The above log sequence also makes it clear that it is the XBar that maintains coherency: it appears that the CPU2 caches tells the XBar what it is doing, and then the XBar tells other caches on other CPUs about it, which leads CPU1 to move to O.

Then CPU1 hits its LDR on O:

94060500: Cache: system.cpu1.dcache: access for ReadReq [2060:2063] hit state: d (O) valid: 1 writable: 0 readable: 1 dirty: 1 | tag: 0 set: 0x81 way: 0
94060500: ExecEnable: system.cpu1: A0 T0 : @my_thread_main+36    :   ldr   x0, [x0]           : MemRead :  D=0x0000000000000009 A=0x411060  flags=(IsInteger|IsMemRef|IsLoad)

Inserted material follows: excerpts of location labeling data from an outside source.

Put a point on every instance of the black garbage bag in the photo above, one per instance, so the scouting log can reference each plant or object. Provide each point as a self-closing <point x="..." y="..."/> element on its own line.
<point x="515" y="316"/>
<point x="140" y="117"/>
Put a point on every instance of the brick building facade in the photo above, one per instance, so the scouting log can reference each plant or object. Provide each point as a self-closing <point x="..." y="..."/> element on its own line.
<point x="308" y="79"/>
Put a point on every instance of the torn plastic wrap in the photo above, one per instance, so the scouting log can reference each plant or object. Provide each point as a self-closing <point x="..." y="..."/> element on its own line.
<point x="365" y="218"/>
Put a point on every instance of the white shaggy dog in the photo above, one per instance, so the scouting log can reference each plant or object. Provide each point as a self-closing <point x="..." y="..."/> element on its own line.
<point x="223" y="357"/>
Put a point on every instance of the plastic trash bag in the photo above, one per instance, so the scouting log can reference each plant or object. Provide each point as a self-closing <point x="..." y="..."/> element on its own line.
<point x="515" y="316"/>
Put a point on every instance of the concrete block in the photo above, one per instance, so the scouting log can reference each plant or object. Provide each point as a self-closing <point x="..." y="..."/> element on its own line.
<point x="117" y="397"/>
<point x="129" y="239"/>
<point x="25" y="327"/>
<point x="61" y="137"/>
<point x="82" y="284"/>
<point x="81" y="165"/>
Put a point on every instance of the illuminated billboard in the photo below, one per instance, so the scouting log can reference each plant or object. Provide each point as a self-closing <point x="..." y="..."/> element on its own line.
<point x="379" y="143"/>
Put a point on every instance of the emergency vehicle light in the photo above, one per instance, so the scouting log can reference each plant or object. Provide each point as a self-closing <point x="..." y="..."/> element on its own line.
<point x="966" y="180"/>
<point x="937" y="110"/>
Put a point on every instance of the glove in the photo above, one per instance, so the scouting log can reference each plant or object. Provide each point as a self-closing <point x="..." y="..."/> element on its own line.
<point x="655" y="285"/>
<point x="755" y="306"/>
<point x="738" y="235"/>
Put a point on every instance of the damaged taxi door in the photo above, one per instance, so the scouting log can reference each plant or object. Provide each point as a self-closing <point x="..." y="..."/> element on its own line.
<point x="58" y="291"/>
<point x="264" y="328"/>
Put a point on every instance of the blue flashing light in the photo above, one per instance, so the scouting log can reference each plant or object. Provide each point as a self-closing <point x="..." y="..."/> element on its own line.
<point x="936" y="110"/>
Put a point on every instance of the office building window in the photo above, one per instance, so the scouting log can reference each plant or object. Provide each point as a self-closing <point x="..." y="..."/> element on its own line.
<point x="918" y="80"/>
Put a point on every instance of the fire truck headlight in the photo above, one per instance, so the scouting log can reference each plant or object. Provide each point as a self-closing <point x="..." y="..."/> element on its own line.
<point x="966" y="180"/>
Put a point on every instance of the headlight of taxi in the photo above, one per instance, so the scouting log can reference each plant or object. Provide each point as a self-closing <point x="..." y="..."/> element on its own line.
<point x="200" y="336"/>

and then CPU2 writes moving to M and moving CPU1 to I:

94060500: Cache: system.cpu2.dcache: access for WriteReq [2060:2063] hit state: 5 (S) valid: 1 writable: 0 readable: 1 dirty: 0 | tag: 0 set: 0x81 way: 0
94060500: Cache: system.cpu2.dcache: createMissPacket: created UpgradeReq [2040:207f] from WriteReq [2060:2063]
94060500: Cache: system.cpu2.dcache: handleAtomicReqMiss: Sending an atomic UpgradeReq [2040:207f]
94060500: CoherentXBar: system.membus: recvAtomicBackdoor: src system.membus.slave[10] packet UpgradeReq [2040:207f]
94060500: CoherentXBar: system.membus: recvAtomicBackdoor: src system.membus.slave[10] packet UpgradeReq [2040:207f] SF size: 1 lat: 1
94060500: Cache: system.cpu1.dcache: handleSnoop: snoop hit for UpgradeReq [2040:207f], old state is state: d (O) valid: 1 writable: 0 readable: 1 dirty: 1 | tag: 0 set: 0x81 way: 0
94060500: Cache: system.cpu1.dcache: new state is state: 0 (I) valid: 0 writable: 0 readable: 0 dirty: 0 | tag: 0xffffffffffffffff set: 0x81 way: 0
94060500: CoherentXBar: system.membus: recvAtomicBackdoor: Not forwarding UpgradeReq [2040:207f]
94060500: Cache: system.cpu2.dcache: handleAtomicReqMiss: Receive response: UpgradeResp [2040:207f] in state 5
94060500: Cache: system.cpu2.dcache: Block addr 0x2040 (ns) moving from state 5 to state: f (M) valid: 1 writable: 1 readable: 1 dirty: 1 | tag: 0 set: 0x81 way: 0
94060500: ExecEnable: system.cpu2: A0 T0 : @my_thread_main+52    :   str   x1, [x0]           : MemWrite :  D=0x000000000000000a A=0x411060  flags=(IsInteger|IsMemRef|IsStore)

and so on, they just keep fighting over that address and changing one another’s state.